What you have identified is the importance of setting and the imagery that is used to describe it in this important dystopian story that is almost unique for having no actual characters whatsoever. I will have a look at the first opening paragraph to analyse the imagery and see how Bradbury uses setting to convey his message.
The story starts unforgettably by presenting us with a future world which is supremely technologically advanced:
In the living room the voice-clock sang, Tick-tock, seven o'clock, time to get up, time to get up, seven o'clock! as if it were afraid that nobody would. The mornign house lay empty. The clock ticked on, repeating and repeating its sounds into the emptiness. Seven-nine, breakfast time, seven-nine!

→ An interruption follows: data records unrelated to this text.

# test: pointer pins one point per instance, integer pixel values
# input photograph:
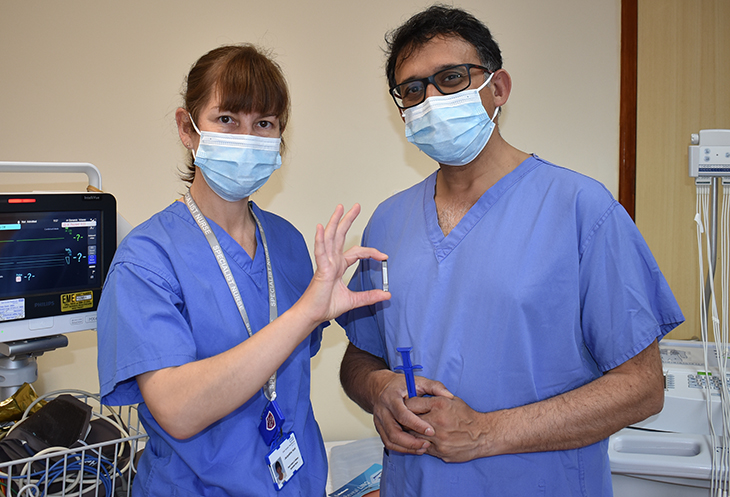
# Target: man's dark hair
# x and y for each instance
(440, 20)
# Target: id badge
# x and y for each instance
(272, 422)
(284, 460)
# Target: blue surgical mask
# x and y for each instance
(235, 166)
(451, 129)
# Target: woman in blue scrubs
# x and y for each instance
(211, 311)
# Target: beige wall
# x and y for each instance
(90, 81)
(683, 70)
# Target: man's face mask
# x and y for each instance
(451, 129)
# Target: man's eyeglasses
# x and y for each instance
(447, 81)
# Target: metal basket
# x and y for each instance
(103, 466)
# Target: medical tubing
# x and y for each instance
(701, 220)
(71, 467)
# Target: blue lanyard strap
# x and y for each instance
(270, 386)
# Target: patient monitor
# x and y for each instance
(55, 252)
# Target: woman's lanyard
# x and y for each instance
(270, 386)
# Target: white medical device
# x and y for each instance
(709, 154)
(55, 252)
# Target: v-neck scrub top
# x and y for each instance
(544, 285)
(166, 303)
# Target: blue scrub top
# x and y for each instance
(543, 286)
(166, 303)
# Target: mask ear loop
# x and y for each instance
(196, 130)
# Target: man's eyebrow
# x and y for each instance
(438, 69)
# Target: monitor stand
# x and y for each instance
(18, 363)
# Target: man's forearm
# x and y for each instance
(627, 394)
(355, 375)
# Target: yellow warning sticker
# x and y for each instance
(76, 301)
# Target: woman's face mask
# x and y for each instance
(234, 165)
(451, 129)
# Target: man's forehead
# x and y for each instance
(438, 53)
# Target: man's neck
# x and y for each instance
(459, 187)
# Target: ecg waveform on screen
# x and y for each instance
(46, 250)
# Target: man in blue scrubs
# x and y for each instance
(524, 289)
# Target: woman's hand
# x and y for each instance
(327, 295)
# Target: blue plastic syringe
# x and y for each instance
(407, 369)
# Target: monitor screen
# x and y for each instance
(55, 251)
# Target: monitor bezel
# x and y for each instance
(76, 320)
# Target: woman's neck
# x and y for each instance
(234, 217)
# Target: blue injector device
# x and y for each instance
(407, 369)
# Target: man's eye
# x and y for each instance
(413, 89)
(451, 79)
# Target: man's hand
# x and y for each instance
(460, 433)
(397, 425)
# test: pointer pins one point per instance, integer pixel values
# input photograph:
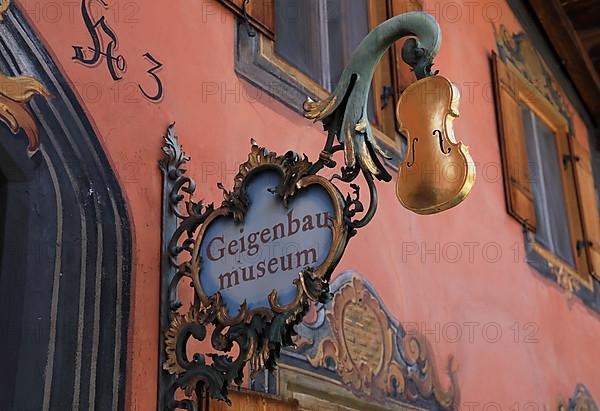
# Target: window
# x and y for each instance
(309, 43)
(548, 178)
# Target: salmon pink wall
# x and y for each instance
(408, 258)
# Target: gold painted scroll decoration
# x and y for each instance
(15, 93)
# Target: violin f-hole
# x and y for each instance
(412, 149)
(439, 134)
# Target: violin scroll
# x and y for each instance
(438, 172)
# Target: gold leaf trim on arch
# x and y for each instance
(363, 352)
(15, 93)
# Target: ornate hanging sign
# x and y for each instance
(259, 260)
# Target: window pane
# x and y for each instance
(548, 192)
(298, 35)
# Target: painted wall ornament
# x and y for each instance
(99, 30)
(15, 93)
(252, 294)
(4, 5)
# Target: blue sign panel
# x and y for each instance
(245, 262)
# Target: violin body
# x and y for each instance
(438, 172)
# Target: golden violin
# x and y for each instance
(438, 172)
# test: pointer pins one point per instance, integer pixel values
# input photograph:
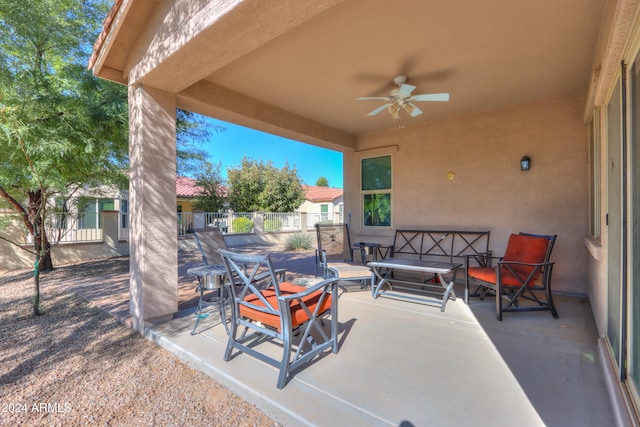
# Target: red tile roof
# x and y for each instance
(316, 194)
(186, 187)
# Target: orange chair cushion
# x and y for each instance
(298, 315)
(488, 274)
(520, 248)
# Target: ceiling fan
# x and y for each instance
(400, 100)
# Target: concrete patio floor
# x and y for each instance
(407, 364)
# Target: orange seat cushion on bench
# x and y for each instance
(298, 315)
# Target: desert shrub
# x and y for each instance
(242, 225)
(299, 241)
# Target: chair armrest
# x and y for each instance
(308, 291)
(526, 264)
(483, 259)
(385, 251)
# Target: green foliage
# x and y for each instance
(242, 225)
(258, 186)
(299, 241)
(322, 182)
(211, 197)
(272, 224)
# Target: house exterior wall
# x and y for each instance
(489, 191)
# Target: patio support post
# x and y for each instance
(153, 237)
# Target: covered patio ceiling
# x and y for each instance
(270, 64)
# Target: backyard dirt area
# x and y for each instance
(75, 365)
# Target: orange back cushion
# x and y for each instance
(523, 248)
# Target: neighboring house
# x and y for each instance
(323, 204)
(186, 192)
(555, 81)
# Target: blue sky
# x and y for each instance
(230, 146)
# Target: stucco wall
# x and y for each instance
(489, 192)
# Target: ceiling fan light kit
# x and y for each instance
(400, 101)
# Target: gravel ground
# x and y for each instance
(76, 366)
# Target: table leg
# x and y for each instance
(449, 291)
(375, 288)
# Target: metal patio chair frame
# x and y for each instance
(270, 310)
(516, 276)
(334, 255)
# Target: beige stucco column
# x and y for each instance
(152, 193)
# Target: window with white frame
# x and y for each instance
(376, 190)
(324, 212)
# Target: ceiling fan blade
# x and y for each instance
(414, 110)
(405, 89)
(379, 109)
(431, 97)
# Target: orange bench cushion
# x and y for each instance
(298, 315)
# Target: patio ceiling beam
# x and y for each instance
(212, 100)
(182, 53)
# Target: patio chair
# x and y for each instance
(334, 255)
(524, 273)
(212, 275)
(288, 315)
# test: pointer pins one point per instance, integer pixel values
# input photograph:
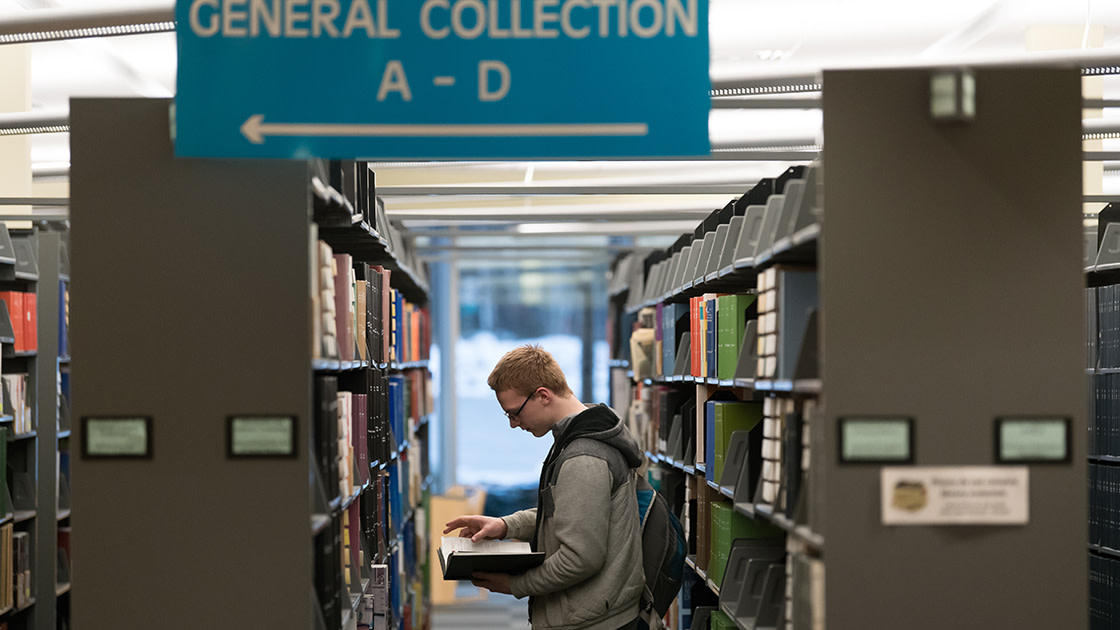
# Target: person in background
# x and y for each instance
(586, 519)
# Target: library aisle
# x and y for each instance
(491, 611)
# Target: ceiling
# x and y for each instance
(750, 39)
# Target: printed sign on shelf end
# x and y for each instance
(954, 494)
(442, 79)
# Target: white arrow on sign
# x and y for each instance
(255, 129)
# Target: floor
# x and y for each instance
(485, 611)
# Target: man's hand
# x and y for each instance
(495, 582)
(478, 528)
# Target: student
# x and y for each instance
(586, 520)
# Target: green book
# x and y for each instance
(729, 334)
(731, 416)
(727, 526)
(720, 546)
(5, 503)
(719, 620)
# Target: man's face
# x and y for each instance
(524, 411)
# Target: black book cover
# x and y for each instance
(326, 432)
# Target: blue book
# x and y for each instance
(709, 439)
(710, 315)
(397, 410)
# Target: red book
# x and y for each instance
(15, 302)
(31, 321)
(694, 333)
(361, 437)
(344, 322)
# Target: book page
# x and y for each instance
(455, 544)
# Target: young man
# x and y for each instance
(586, 520)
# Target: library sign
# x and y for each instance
(441, 79)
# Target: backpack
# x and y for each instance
(663, 542)
(663, 550)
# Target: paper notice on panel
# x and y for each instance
(954, 496)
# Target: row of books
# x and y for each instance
(17, 402)
(327, 575)
(1104, 416)
(360, 316)
(1104, 505)
(22, 311)
(374, 535)
(735, 335)
(775, 214)
(717, 332)
(1102, 311)
(1103, 592)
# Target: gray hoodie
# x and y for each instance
(587, 524)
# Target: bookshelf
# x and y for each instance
(922, 250)
(1102, 304)
(34, 270)
(282, 482)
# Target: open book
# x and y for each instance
(459, 557)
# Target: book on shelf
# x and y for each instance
(344, 305)
(7, 567)
(326, 431)
(707, 433)
(728, 526)
(729, 417)
(734, 311)
(21, 559)
(709, 332)
(459, 557)
(15, 302)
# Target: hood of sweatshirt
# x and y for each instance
(598, 423)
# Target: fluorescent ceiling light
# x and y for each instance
(632, 228)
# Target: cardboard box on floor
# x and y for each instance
(458, 500)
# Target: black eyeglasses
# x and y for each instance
(518, 413)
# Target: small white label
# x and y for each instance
(117, 437)
(262, 436)
(955, 496)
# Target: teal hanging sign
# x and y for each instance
(441, 79)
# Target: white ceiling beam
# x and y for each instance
(48, 25)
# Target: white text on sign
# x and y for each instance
(393, 81)
(440, 19)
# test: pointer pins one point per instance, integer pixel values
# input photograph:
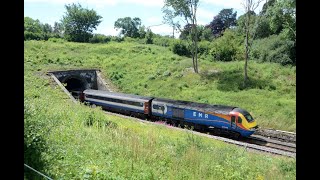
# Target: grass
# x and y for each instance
(155, 71)
(71, 141)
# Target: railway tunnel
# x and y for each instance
(75, 81)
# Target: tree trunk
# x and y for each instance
(247, 51)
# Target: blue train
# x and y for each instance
(222, 119)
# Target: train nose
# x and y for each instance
(254, 128)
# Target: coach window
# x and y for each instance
(239, 120)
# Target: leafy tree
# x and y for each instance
(129, 27)
(249, 6)
(207, 34)
(186, 9)
(225, 19)
(32, 25)
(79, 23)
(47, 31)
(142, 32)
(149, 36)
(33, 29)
(58, 29)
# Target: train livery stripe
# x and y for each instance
(120, 106)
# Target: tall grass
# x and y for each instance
(72, 141)
(155, 71)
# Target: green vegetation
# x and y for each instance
(155, 71)
(65, 140)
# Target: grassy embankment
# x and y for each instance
(155, 71)
(72, 141)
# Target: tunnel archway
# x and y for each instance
(74, 83)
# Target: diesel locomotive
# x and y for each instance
(219, 118)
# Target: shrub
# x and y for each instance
(100, 38)
(32, 36)
(228, 47)
(180, 49)
(275, 48)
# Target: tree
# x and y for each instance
(32, 25)
(249, 6)
(32, 29)
(129, 27)
(58, 29)
(188, 10)
(79, 23)
(149, 36)
(225, 19)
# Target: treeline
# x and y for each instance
(272, 33)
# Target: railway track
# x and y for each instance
(275, 144)
(267, 140)
(256, 142)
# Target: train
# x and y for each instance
(221, 119)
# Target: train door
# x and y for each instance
(147, 108)
(178, 113)
(233, 122)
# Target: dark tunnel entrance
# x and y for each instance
(75, 86)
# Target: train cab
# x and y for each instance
(243, 122)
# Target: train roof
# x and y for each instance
(221, 109)
(115, 95)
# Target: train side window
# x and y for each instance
(233, 119)
(239, 120)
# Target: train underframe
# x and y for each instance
(176, 123)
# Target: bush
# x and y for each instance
(163, 41)
(100, 38)
(180, 49)
(228, 47)
(116, 38)
(32, 36)
(58, 40)
(275, 48)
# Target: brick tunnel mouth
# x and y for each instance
(75, 85)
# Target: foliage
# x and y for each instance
(275, 48)
(67, 140)
(271, 88)
(58, 29)
(187, 10)
(149, 37)
(79, 23)
(228, 47)
(35, 30)
(129, 27)
(225, 19)
(100, 38)
(180, 48)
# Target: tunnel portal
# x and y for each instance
(76, 81)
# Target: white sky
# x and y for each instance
(149, 11)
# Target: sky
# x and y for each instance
(149, 11)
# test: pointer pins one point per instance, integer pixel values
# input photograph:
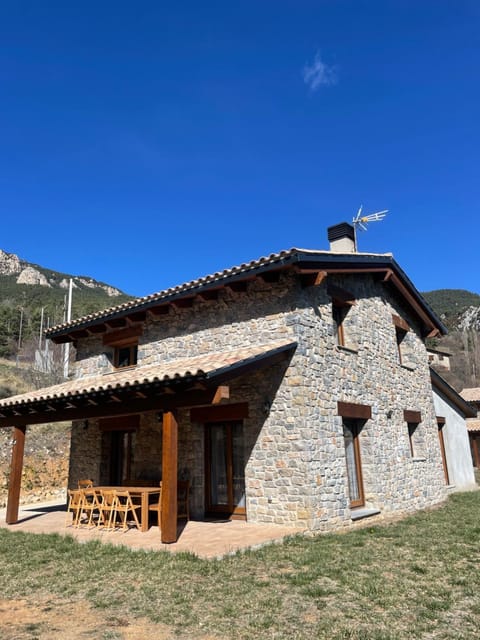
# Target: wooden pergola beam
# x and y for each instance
(169, 507)
(15, 479)
(124, 404)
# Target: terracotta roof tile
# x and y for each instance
(471, 395)
(219, 276)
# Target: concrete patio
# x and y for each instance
(206, 539)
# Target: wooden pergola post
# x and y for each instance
(15, 479)
(169, 478)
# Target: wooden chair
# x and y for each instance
(91, 506)
(157, 507)
(183, 499)
(74, 507)
(85, 484)
(123, 506)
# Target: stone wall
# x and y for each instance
(295, 454)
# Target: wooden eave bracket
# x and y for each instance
(183, 303)
(400, 323)
(128, 335)
(222, 393)
(208, 294)
(341, 296)
(309, 278)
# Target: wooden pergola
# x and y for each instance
(142, 390)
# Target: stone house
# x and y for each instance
(472, 395)
(293, 389)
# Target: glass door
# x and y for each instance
(351, 430)
(225, 468)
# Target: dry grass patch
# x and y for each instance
(417, 578)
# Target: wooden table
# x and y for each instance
(143, 493)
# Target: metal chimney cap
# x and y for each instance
(341, 230)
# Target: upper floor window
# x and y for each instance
(125, 356)
(342, 301)
(125, 345)
(415, 433)
(401, 330)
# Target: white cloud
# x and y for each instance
(319, 74)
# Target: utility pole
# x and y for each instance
(66, 353)
(19, 344)
(41, 330)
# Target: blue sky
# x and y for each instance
(146, 144)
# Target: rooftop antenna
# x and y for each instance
(360, 221)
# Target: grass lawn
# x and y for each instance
(418, 578)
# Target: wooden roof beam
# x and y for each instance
(312, 278)
(183, 303)
(96, 329)
(209, 294)
(269, 276)
(138, 316)
(116, 323)
(161, 310)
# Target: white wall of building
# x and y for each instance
(457, 447)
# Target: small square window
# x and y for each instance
(126, 356)
(400, 335)
(412, 428)
(338, 314)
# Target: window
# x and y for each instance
(338, 314)
(412, 427)
(351, 431)
(342, 301)
(415, 436)
(125, 356)
(354, 417)
(401, 330)
(125, 345)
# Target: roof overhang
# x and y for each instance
(312, 267)
(443, 388)
(166, 386)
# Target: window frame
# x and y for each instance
(342, 301)
(413, 420)
(132, 356)
(401, 330)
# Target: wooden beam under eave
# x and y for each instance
(138, 316)
(238, 287)
(97, 328)
(116, 323)
(182, 303)
(209, 294)
(269, 276)
(222, 393)
(15, 479)
(169, 478)
(161, 310)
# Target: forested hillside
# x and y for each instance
(33, 298)
(460, 312)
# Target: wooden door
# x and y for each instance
(351, 431)
(442, 451)
(225, 468)
(121, 454)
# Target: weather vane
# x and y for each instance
(361, 221)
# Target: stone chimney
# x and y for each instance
(342, 238)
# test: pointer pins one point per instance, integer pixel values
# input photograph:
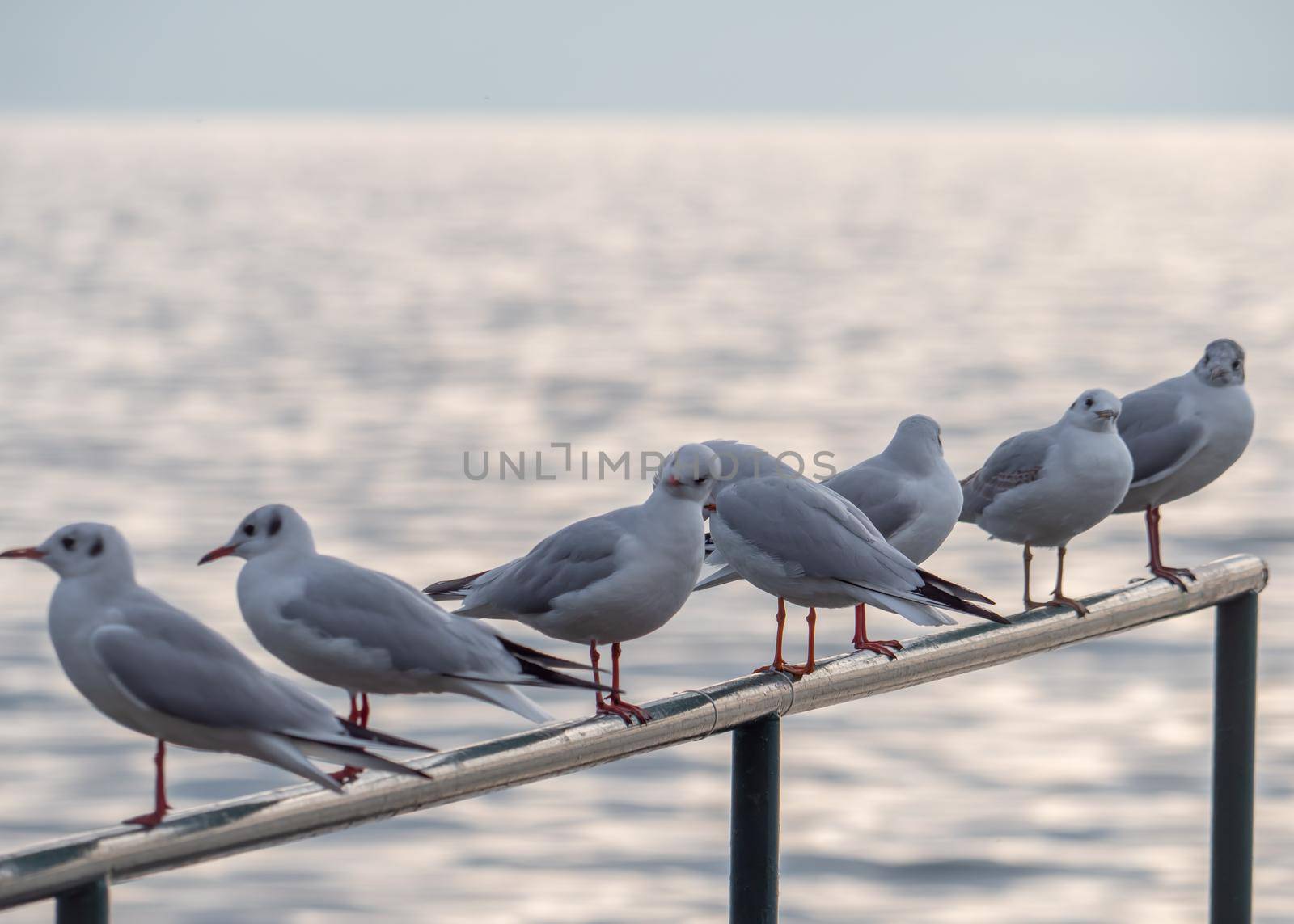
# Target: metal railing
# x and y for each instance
(77, 870)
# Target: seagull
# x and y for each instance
(910, 495)
(612, 577)
(162, 673)
(907, 492)
(804, 542)
(1045, 487)
(370, 633)
(1184, 432)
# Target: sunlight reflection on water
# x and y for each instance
(202, 318)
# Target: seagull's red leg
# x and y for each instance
(1157, 567)
(615, 706)
(359, 716)
(1058, 594)
(1029, 603)
(159, 804)
(806, 668)
(861, 641)
(597, 678)
(778, 660)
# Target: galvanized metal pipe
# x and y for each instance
(1235, 713)
(280, 816)
(754, 848)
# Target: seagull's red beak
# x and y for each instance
(218, 553)
(32, 551)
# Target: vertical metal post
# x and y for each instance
(84, 905)
(1235, 711)
(754, 876)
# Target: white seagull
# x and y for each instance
(1045, 487)
(161, 672)
(368, 632)
(1184, 432)
(804, 542)
(608, 579)
(910, 495)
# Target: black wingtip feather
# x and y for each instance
(955, 589)
(450, 589)
(548, 677)
(537, 656)
(382, 738)
(937, 594)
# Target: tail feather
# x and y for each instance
(355, 756)
(452, 589)
(382, 738)
(285, 751)
(500, 694)
(725, 575)
(955, 589)
(537, 656)
(553, 678)
(920, 614)
(940, 597)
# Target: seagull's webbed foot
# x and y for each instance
(346, 774)
(890, 648)
(1061, 601)
(1174, 575)
(627, 711)
(149, 821)
(796, 671)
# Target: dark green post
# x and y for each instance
(83, 905)
(1235, 711)
(754, 876)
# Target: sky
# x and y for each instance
(996, 57)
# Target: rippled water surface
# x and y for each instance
(201, 318)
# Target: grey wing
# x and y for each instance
(1158, 439)
(815, 531)
(879, 493)
(741, 461)
(569, 559)
(382, 614)
(1017, 461)
(174, 665)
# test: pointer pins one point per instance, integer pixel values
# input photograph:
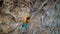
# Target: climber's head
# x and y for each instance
(28, 18)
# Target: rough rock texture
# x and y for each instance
(44, 14)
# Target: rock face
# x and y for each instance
(44, 19)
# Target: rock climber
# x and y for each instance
(25, 21)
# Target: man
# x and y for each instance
(25, 21)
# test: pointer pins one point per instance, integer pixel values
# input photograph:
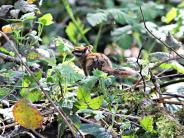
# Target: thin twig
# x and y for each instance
(8, 58)
(140, 66)
(156, 85)
(38, 134)
(70, 13)
(165, 44)
(12, 91)
(59, 110)
(97, 37)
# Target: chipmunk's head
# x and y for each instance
(82, 51)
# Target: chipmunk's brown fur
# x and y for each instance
(90, 61)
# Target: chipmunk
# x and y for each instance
(90, 61)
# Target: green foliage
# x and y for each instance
(46, 19)
(115, 27)
(147, 124)
(73, 33)
(95, 130)
(174, 65)
(85, 100)
(166, 127)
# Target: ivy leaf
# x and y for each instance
(174, 65)
(147, 123)
(96, 102)
(27, 115)
(102, 16)
(46, 19)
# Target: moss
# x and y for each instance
(169, 128)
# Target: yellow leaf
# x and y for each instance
(7, 28)
(27, 115)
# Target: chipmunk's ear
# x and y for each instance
(90, 47)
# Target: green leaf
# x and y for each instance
(95, 130)
(170, 16)
(174, 65)
(102, 16)
(147, 123)
(4, 50)
(83, 95)
(151, 10)
(181, 5)
(4, 91)
(96, 18)
(46, 19)
(76, 120)
(69, 72)
(73, 33)
(28, 16)
(96, 102)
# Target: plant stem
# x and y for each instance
(70, 13)
(98, 37)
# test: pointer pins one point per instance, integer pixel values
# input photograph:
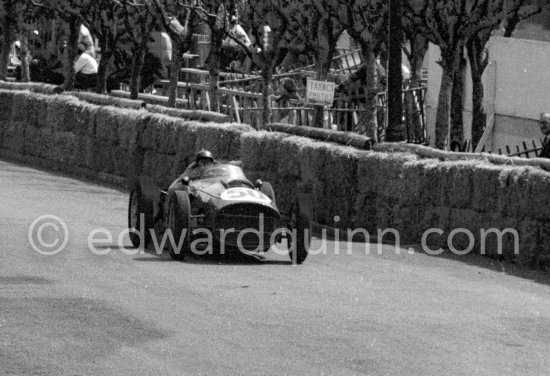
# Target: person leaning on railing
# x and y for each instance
(545, 129)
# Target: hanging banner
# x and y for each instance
(320, 92)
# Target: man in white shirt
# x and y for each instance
(85, 37)
(238, 33)
(86, 69)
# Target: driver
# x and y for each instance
(204, 159)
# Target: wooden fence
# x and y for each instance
(240, 98)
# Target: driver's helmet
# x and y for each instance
(204, 155)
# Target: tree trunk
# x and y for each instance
(72, 48)
(103, 67)
(478, 62)
(213, 62)
(419, 47)
(25, 58)
(103, 70)
(324, 69)
(175, 68)
(395, 130)
(137, 65)
(10, 36)
(443, 107)
(479, 117)
(457, 106)
(267, 75)
(369, 123)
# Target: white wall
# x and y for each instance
(518, 79)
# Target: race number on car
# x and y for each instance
(244, 194)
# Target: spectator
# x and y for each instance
(545, 129)
(237, 32)
(85, 37)
(86, 69)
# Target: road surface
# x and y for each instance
(117, 313)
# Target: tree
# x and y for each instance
(139, 20)
(11, 12)
(322, 29)
(365, 22)
(278, 15)
(449, 25)
(106, 24)
(171, 14)
(395, 130)
(215, 14)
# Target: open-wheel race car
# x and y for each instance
(214, 201)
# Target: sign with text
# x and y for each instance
(320, 92)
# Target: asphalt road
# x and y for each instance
(81, 313)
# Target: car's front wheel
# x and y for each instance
(140, 217)
(179, 214)
(300, 227)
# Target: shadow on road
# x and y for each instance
(501, 265)
(229, 258)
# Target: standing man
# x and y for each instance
(86, 69)
(545, 129)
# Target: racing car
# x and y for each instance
(216, 200)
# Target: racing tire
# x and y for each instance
(179, 217)
(140, 207)
(300, 227)
(267, 190)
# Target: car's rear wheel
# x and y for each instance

In the kitchen the breakfast stove gave a hissing sigh and ejected from its warm interior eight pieces of perfectly browned toast, eight eggs sunnyside up, sixteen slices of bacon, two coffees, and two cool glasses of milk.
Clearly the extent to which technology has advanced is incredibly impressive - literally there are robots to do everything for you! However, as you read the rest of the story you begin to realise what Bradbury is trying to aim at. With no human characters, this story is an ironic reflection on the strengths and weaknesses of human nature. It is also a warning about the limits and dangers of technology. The same technical wizardry that enables people of the future to create a fully automated house is also responsible for the creation of the nuclear weapons that destroy the human race. What use is all our cleverness and ingenuity at having created a machine to make our breakfast for us, Bradbury seems to ask, without the wisdom to accept our own vulnerable position in the universe?